Selon le cabinet Liautard, c’est l’état de l’immeuble mitoyen, situé au 63 et racheté et muré par la ville de Marseille, qui serait à l’origine de la catastrophe. « Il manquait une partie de la toiture à l’arrière et cet immeuble n’avait plus d’ossature, indique M. Valentin. Le sol était en terre battue et l’eau ruisselait vers le 65. » L’enquête devra vérifier ces éléments.

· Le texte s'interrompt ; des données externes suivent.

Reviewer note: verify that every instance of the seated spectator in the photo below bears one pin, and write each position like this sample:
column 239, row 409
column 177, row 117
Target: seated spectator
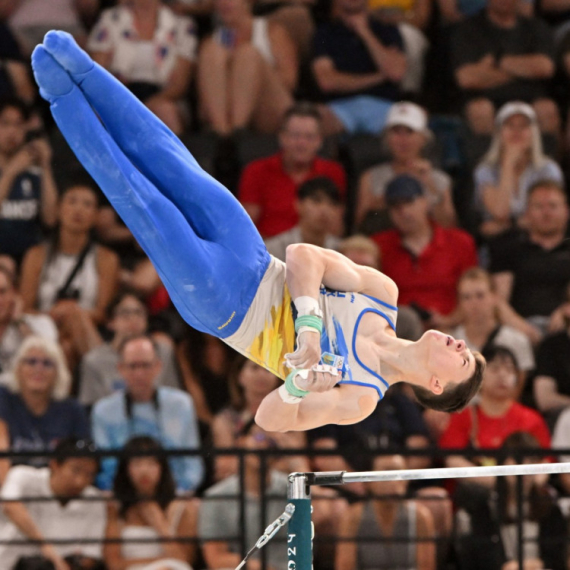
column 152, row 51
column 415, row 254
column 205, row 361
column 147, row 512
column 72, row 512
column 319, row 207
column 500, row 56
column 249, row 384
column 551, row 385
column 99, row 376
column 497, row 415
column 406, row 136
column 531, row 269
column 386, row 514
column 364, row 251
column 28, row 195
column 358, row 64
column 220, row 514
column 15, row 325
column 268, row 186
column 487, row 523
column 480, row 324
column 143, row 408
column 70, row 277
column 32, row 19
column 247, row 71
column 35, row 411
column 15, row 79
column 514, row 163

« Le maillon faible, c’est la mairie »
La polémique enfle au sujet de l’insalubrité d’une grande partie du parc privé marseillais, « des chiffres affolants » dénoncés par la Fondation Abbé Pierre. « Dans la lutte contre l’habitat indigne à Marseille, le maillon faible, c’est la mairie, accuse la députée (LRM) Alexandra Louis. Aucun dispositif ne fonctionne. » Un même constat d’échec est dressé au palais de justice où, en 2011, le parquet avait mis en place un Groupement opérationnel de lutte contre l’habitat indigne (Golhi). Pourvoyeur d’outils comme des fiches navettes destinées aux associations, ce dispositif permettait au procureur de multiplier les procédures sur l’habitat indigne et les marchands de sommeil. « La CAF, les services de sécurité étaient sensibilisés pour nous alerter », relève un magistrat. Le dispositif était même présenté aux futurs magistrats de l’Ecole nationale de la magistrature. « Mais, déplore-t-on au palais de justice, il n’a plus été alimenté par les services de la mairie, pourtant en première ligne dans la lutte contre l’habitat indigne. » Après un début prometteur, les signalements se sont raréfiés jusqu’à un seul par mois et le Golhi a fini par ne plus se réunir après février 2017.
Un audit précis de l’habitat indigne à Marseille a été demandé au préfet, a annoncé, mardi Christophe Castaner, ministre de l’intérieur. Mais, pour beaucoup, le diagnostic est fait depuis vingt ans. « Ah, on nous aurait écoutés…, regrette Nordine Abouakil, ancien porte-parole d’Un centre-ville pour tous, association qui a suivi toutes les opérations de requalification dans les quartiers dégradés du cœur de Marseille, notamment à Noailles où a eu lieu la catastrophe. En dix ans, je peux témoigner que la municipalité n’a pas fait preuve de sévérité à l’égard des marchands de sommeil et des propriétaires récalcitrants. On peut même parler de mansuétude. » Après le lancement d’un périmètre de restauration immobilière en 1995, le quartier Noailles a connu deux opérations programmées d’amélioration de l’habitat et un plan d’éradication de l’habitat indigne. « On se retrouve aujourd’hui encore avec 48 % des immeubles de Noailles en état de grande dégradation », déplore M. Abouakil.